笑わない生活って本当に難しい。私はどんなに気をつけても、ふとした瞬間に笑顔を出してしまい、日に何度も息子はパニックを起こすという悪循環。

本当に困り果てていました。

その時は、診断前で発達障害のことなど何1つ知りませんでしたが、自分なりに対策を講じることにしたのです。

「笑う理由」を伝えてみよう

息子の混乱に、どこか違和感は感じていました。

ですが発達障害の特性も、違和感の原因も分からず、私の対策は暗礁に乗り上げました。

息子の混乱の原因が分からないのなら、私自身がどうしたいのかを考えてみました。

笑うって本当はイイコトって分かって欲しい

でもどうやったら伝わるの?学校は簡単に「適切な笑い方を指導してください。」なんて言いますが、難しすぎて雲を掴むようでした。

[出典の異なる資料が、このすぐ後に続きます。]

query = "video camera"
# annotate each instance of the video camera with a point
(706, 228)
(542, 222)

そこで、「お母さんはあなたをバカにして笑うことは一生しない」と約束した上で、笑う度に「笑った理由」を説明することにしたのです。

最初のうちは、なるべく笑う前に説明。

「テレビが面白いから笑います」「あなたがかわいいと思ったので笑います」「自分が失敗して照れくさいから笑います」「上手に出来てうれしいから笑います」……笑う理由って本当にたくさんあるんですね。

息子は事前の説明で理由を知ることで、だんだんと落ち着いていきました。このやり方が軌道に乗り始めたころ、アスペルガー症候群と診断され違和感の原因や発達障害の特性を知りました。

息子は次第に事後説明でも平気になり、1年近くが過ぎると説明なしでも問題がなくなったのです。

診断名を知らなかったからこそ…母だから出来ること

あれから7年。
息子は笑いには種類があることを理解しています。信頼できる人が冗談で自分をバカにして笑っても一緒に笑えるまでになりました。

「笑う理由を説明する」というやり方は、時間がかかりますが2つの大きな利点がありました。
ひとつは、自分が笑う理由なのでわたし自身が戸惑うことなく説明できたこと。
もうひとつは、子ども本人が、目で見て確認できたこと。

具体的かつ簡潔に説明する習慣は、その後の関わりでも大いに役立ちました。

例えば「カワイイ」の一言でも、「小さくてカワイイ」「カラフルでカワイイ」「目が大きくてカワイイ」など、理由はたくさんあり、場面によってちがいます。

実際に目で見て確認できる状況で伝えると、「カワイイ」には沢山の種類があって状況によってかわいいポイントが違うという理解に繋がっていきました。
専門機関では「曖昧なことは分からない」の一言で片付けられがち。

曖昧なことを理解させるという選択肢や方法はあまり教えてはもらえません。私たち親子は診断前だったからこそ、「理解できないものだから無理なんだ」と片付けずに、柔軟な対応や挑戦が出来たのだと思います。

診断がおりて色んな気持ちを乗り越えてきましたが、ふとこの診断前の出来事を振り返って、専門家や支援者ではない母親だから出来ることが、実はたくさんある事にきがつきました。

発達障害のあるなしは関係なく、育児ってお母さんの目線で子どもに合わせて出来ることを探すことなんですね。小さなことでいいから、一緒に探してみませんか?

お母さんだからこそ出来ること。子どもの笑顔のために。